Much as I hated to interrupt and risk Wes clamping shut again, I couldn’t contain my shock. “There’s exemption from conscription in Nizahl?”

“His Highness the Heir made it law five years ago. Unless there is an active war, Nizahlans may submit for exemption should their circumstances fit the criteria His Highness set forth. The southern provinces are in famine. Jeru was needed to keep his family from starvation.”

“The Supreme allowed this law?” Skepticism colored the question. Supreme Rawain loved nothing more than soaking the earth in Jasadi blood and throwing adolescents into the army’s gaping maw. A law providing relief to commoners—the easiest population to recruit—deviated from his agenda.

“His Majesty hadn’t a choice,” Wes replied, and I would have wagered all of Nadia’s chairs that he sounded smug. “Nizahl’s laws limit the Supreme’s powers over the army. Once the Supreme appoints a Commander, those responsibilities transfer.” He shook his shoe loose from the clutches of a shrub. “The Commander happened upon Jeru hours before his execution.”

Execution? What in Dania’s sacred skirt could Jeru have done to merit losing his frizzy head? “Did he murder someone? Burn a village to the ground?”

“He stole a bag of oats.”

I opened my mouth, then clamped it shut.

“They leveled the charge against Jeru, though the real culprit was the stonemason’s twelve-year-old son. The child’s father had lost his arm in an accident, and his younger sister hadn’t eaten in three days. The child stole the oats. Jeru told the patrol he did. Fortunately, His Highness had an appointment with a dignitary from the village. The child recognized the royal crest on his horse and pleaded for Jeru. His liege pardoned Jeru and offered him a position in the academy.”

“What about his family?”

“His Highness set up a nimwa system for their village. It allotted every family a weekly amount of grains and milk. Jeru’s family live off his wages.”

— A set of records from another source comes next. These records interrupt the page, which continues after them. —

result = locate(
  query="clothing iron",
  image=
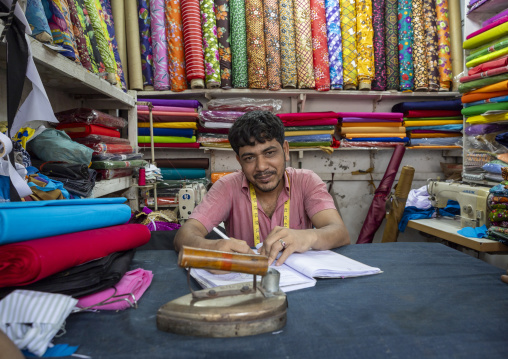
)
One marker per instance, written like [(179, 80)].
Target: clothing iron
[(227, 311)]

Nimwa. The Nizahl dialect sounded gruffer leaving Wes’s tongue. It reminded me of another word. “Wes, what does suraira mean?”

His thick brows met in a U-shaped wrinkle. It seemed to surprise him any time I displayed evidence of intelligent thought. Whether this was a byproduct of my constant complaining or his own preconceived bias was unclear.

“Suraira is said to be a demon of mishap protecting Sirauk,” he said. “Some Nizahlans believe Suraira dwells beneath the bridge and emerges during a crossing to compel humans to their death.”

I rubbed my arms, stepping over the carcass of a partially eaten rabbit. “Compel?”

Wes sighed, likely wishing he’d chosen sleep over this conversation. “No one is certain what occurs in the crossing. Suraira crafts her victims an image of beauty, decadence, freedom from their woes and burdens. She lures them into willingly leaping off the bridge and into the abyss. Every kingdom has outlandish stories about crossing Sirauk; Suraira is merely one of Nizahl’s. How did you hear the name?”

Apparently, by being likened to a devious demon of mishap by his Heir.